2 – Au bout du monde réel : La partie visible !

Classé dans : — grain de sable @ 19:28

  

Suite de la page 1 

         

            Certains sont dans la vie comme des poissons dans l’eau. Non seulement ceci n’est pas mon cas mais de plus, je n’ai jamais été satisfait des explications justifiant notre condition sur cette terre. Voilà probablement la principale raison qui m’a amené à m’interroger toute ma vie sur les questions dites existentielles.    

            Depuis que l’homme possède un cerveau frontal, de tout temps, il s’est organisé par groupes d’influence. Ces façons de penser nous ont permis de nous structurer, d’avancer et d’évoluer. Avec le temps, d’autres idées ont vu le jour. Il est donc normal que la façon de penser de nos grands-parents ne nous satisfait plus. Non pour être rétrograde, vieillotte, mais parce qu’elle ne répond plus à notre vision du monde ou plus précisément, à la représentation que nous nous en faisons.    
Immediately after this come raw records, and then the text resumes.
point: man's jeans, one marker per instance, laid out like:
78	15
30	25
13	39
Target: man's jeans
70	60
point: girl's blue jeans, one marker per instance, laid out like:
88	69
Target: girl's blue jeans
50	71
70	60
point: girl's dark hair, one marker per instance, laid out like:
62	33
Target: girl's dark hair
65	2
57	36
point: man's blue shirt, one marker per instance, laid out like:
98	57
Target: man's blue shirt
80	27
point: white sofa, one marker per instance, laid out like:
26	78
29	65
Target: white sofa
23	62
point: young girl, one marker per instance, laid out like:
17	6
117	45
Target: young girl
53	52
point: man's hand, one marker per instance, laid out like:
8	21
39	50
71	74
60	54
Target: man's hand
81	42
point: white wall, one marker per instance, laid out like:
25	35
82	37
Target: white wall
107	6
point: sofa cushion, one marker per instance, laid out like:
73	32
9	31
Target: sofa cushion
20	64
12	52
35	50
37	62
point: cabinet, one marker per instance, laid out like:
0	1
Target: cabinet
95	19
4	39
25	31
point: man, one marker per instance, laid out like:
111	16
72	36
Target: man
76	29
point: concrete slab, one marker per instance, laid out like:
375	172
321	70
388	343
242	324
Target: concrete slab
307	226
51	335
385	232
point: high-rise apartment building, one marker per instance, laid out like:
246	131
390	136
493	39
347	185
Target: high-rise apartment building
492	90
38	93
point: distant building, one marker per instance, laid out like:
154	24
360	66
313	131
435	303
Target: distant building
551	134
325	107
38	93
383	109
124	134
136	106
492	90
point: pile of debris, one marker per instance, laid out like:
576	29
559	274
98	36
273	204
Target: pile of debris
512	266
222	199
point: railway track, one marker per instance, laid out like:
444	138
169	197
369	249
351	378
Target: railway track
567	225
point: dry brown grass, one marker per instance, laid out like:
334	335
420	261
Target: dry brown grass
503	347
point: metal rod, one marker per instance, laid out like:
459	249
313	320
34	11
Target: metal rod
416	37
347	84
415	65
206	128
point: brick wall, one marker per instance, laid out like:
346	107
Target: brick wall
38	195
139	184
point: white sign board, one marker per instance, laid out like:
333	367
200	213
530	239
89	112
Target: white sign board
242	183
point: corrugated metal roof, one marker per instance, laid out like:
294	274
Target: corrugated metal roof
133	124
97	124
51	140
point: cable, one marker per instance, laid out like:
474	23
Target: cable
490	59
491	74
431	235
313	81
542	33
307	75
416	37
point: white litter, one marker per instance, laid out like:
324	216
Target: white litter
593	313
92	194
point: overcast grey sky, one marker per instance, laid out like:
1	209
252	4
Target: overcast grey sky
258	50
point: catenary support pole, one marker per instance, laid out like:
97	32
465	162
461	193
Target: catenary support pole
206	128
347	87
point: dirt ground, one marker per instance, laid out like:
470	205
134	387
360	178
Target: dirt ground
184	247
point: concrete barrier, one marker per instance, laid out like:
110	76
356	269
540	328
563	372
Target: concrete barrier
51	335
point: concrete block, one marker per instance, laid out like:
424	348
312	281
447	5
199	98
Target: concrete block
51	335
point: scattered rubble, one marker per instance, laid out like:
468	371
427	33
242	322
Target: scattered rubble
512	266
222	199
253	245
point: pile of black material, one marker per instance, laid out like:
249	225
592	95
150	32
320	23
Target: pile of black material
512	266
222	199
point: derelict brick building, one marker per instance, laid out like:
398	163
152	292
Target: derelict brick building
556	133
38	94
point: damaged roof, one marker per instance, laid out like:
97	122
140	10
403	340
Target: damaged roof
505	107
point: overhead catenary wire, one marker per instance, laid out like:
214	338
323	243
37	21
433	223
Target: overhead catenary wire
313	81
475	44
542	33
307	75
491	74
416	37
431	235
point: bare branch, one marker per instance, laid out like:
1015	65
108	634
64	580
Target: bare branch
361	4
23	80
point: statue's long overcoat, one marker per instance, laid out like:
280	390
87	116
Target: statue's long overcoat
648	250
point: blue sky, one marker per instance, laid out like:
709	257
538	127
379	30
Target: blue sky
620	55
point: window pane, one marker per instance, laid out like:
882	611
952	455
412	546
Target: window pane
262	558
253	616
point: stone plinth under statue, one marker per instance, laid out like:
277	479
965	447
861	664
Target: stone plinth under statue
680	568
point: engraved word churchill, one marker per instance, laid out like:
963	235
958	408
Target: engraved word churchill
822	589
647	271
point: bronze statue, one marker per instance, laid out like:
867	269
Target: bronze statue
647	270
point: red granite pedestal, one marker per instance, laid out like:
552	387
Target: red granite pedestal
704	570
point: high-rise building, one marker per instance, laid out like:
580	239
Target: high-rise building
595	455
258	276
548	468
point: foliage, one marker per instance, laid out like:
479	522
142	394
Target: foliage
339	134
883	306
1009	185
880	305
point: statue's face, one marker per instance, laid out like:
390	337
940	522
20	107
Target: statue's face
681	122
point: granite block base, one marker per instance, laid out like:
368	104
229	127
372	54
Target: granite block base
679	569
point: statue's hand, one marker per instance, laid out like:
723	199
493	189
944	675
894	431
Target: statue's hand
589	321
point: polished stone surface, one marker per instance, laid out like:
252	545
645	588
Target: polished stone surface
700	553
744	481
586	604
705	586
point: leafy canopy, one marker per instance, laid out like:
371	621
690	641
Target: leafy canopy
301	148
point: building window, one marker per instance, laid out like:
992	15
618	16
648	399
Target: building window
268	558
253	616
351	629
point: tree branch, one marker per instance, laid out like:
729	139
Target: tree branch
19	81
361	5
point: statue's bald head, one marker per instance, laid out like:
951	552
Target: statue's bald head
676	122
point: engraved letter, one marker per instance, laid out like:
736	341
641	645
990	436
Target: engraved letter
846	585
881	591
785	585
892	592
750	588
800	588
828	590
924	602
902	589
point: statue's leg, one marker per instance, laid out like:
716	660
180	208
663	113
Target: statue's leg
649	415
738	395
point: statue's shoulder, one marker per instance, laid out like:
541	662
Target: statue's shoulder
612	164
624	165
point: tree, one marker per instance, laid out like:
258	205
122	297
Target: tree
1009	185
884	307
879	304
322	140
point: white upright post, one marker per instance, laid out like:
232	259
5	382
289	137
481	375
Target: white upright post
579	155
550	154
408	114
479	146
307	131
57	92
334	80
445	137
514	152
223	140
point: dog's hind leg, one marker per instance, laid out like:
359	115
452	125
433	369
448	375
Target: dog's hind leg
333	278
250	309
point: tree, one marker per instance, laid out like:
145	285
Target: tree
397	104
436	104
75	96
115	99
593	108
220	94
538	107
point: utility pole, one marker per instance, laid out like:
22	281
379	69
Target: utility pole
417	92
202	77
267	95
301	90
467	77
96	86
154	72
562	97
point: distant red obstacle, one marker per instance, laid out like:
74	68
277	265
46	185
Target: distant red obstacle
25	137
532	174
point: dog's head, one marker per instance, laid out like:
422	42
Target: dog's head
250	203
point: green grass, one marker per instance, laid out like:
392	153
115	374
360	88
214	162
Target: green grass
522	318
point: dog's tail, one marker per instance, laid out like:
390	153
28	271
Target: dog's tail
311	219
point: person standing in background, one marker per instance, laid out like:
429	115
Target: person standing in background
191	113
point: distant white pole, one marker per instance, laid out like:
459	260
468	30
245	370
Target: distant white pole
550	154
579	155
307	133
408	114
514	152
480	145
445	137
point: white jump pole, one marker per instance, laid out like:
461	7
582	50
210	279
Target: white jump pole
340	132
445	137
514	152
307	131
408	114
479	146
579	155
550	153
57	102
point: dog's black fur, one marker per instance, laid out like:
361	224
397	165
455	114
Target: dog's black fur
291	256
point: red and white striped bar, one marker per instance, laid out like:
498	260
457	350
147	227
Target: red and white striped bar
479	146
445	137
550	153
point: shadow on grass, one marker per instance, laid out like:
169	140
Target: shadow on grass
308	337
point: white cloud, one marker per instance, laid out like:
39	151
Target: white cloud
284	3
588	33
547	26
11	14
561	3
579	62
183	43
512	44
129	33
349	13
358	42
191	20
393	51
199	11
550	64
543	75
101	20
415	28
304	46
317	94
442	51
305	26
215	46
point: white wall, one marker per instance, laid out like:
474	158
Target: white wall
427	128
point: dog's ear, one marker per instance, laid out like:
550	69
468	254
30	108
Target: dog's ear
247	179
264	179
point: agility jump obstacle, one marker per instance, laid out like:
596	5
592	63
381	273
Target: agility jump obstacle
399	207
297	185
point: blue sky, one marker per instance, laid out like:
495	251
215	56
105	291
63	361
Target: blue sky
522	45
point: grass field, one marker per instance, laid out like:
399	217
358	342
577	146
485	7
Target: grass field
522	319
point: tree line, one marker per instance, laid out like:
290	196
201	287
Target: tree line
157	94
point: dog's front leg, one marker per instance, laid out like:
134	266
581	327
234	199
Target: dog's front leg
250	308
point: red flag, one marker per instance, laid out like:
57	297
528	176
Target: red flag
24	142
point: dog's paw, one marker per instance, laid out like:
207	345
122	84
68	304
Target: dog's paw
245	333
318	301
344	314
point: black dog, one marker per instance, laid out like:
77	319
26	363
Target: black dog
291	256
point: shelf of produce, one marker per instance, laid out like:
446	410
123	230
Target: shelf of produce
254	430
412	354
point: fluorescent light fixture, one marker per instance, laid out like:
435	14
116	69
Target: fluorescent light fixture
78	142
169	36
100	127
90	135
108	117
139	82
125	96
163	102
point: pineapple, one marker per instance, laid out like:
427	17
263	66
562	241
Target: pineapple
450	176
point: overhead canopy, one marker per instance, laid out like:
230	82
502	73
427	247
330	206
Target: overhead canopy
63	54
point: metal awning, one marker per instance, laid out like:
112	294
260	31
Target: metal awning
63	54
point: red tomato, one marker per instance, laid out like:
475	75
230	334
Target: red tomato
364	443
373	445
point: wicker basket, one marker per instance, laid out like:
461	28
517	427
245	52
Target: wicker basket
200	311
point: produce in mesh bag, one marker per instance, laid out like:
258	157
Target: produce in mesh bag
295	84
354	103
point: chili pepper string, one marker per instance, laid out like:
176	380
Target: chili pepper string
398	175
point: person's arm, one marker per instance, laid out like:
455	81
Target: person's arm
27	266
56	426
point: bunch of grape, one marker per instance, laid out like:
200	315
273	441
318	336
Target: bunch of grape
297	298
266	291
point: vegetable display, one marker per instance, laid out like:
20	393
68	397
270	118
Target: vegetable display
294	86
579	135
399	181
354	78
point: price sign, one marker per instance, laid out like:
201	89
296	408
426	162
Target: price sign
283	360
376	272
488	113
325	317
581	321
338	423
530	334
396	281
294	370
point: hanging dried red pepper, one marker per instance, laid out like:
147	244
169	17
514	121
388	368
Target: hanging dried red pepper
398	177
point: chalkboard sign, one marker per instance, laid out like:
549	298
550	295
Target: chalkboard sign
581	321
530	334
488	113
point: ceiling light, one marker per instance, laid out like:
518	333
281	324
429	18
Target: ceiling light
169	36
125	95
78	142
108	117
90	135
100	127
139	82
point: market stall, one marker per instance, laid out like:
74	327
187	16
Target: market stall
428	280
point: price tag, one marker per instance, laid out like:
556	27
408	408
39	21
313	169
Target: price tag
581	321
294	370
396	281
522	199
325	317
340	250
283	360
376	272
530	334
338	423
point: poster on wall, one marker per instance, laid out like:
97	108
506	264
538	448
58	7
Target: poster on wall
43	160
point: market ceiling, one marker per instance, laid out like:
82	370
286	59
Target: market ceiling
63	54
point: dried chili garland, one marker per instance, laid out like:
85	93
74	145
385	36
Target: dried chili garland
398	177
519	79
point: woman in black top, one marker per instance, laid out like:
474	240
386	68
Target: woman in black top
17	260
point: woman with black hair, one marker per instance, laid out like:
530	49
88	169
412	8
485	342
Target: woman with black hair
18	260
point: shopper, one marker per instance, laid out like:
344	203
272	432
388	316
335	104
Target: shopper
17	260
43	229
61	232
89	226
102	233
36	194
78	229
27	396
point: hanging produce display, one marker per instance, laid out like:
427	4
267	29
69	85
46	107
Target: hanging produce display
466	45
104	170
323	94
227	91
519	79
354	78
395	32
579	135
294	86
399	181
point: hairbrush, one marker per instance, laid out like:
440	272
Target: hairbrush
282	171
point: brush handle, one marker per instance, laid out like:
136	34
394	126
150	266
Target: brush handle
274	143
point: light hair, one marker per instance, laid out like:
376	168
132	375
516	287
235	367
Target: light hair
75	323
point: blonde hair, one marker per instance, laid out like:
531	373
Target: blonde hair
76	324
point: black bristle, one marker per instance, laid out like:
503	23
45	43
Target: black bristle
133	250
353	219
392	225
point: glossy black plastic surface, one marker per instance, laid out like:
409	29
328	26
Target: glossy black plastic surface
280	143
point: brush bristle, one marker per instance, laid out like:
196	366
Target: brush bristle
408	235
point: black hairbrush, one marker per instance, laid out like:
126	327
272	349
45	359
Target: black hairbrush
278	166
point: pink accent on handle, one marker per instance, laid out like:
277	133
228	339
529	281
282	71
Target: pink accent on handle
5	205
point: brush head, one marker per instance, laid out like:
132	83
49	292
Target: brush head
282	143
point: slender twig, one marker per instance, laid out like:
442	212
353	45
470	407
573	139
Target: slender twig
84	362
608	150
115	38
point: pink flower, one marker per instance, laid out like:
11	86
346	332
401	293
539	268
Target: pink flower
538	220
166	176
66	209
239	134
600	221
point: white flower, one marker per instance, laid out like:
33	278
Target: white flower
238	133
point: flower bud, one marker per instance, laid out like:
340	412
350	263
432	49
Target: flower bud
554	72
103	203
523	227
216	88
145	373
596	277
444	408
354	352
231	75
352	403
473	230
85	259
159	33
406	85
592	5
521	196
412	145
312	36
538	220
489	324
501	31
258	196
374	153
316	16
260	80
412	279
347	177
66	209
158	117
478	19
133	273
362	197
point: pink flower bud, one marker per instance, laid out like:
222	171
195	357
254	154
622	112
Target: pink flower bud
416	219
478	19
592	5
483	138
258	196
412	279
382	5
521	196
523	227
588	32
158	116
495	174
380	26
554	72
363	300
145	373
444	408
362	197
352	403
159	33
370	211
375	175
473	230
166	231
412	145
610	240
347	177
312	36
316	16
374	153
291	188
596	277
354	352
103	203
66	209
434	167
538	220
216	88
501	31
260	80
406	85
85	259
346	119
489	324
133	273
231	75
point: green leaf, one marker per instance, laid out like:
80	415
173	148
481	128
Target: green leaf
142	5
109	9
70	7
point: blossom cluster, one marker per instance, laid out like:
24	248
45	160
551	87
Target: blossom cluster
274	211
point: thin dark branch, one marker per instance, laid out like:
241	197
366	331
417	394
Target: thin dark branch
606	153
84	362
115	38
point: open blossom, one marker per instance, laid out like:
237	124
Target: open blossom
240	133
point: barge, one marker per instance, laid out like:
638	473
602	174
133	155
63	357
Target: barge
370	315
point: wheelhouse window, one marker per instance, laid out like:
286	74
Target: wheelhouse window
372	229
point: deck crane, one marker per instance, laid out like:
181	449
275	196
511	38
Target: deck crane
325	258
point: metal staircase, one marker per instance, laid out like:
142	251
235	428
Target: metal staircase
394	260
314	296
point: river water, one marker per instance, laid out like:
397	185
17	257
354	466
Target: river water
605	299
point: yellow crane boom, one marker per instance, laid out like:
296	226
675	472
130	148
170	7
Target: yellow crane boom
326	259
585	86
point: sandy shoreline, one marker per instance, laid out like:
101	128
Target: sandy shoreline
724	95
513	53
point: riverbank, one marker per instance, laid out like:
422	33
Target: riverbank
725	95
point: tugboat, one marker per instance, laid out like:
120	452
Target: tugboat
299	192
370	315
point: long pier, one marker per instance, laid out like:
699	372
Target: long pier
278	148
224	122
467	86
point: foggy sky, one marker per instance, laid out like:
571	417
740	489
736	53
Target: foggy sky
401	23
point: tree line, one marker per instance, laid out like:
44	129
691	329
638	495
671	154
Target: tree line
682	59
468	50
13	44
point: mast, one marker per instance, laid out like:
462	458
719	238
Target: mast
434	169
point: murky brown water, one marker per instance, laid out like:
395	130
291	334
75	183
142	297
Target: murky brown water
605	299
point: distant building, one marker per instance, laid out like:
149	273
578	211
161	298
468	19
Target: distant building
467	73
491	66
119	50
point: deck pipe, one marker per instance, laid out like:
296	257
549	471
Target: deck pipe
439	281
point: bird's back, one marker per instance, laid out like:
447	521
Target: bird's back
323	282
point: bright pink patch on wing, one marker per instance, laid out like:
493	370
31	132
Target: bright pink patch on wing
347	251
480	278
            Les courants dominants actuels, ceux qui influencent le plus la planète, sont censés répondre le mieux à toutes les questions que nous nous posons. Evidemment, je ne parle pas du prix des petits pois l’année prochaine mais de tout ce qui est susceptible de faire évoluer notre façon de penser. Je les vois de deux ordres. D’un côté, nous nous transmettons de génération en génération, tel un relais, les sempiternelles questions existentielles que certains tentent d’évacuer. De l’autre, la science en développant nos capacités donne l’impression de plus multiplier les questions que les réponses.    

            Ne cherche-t-elle pas à nous démontrer que notre destin est suspendu au hasard ? Après cela, comment peut-on s’étonner de rencontrer de plus en plus de comportements  irresponsables ?    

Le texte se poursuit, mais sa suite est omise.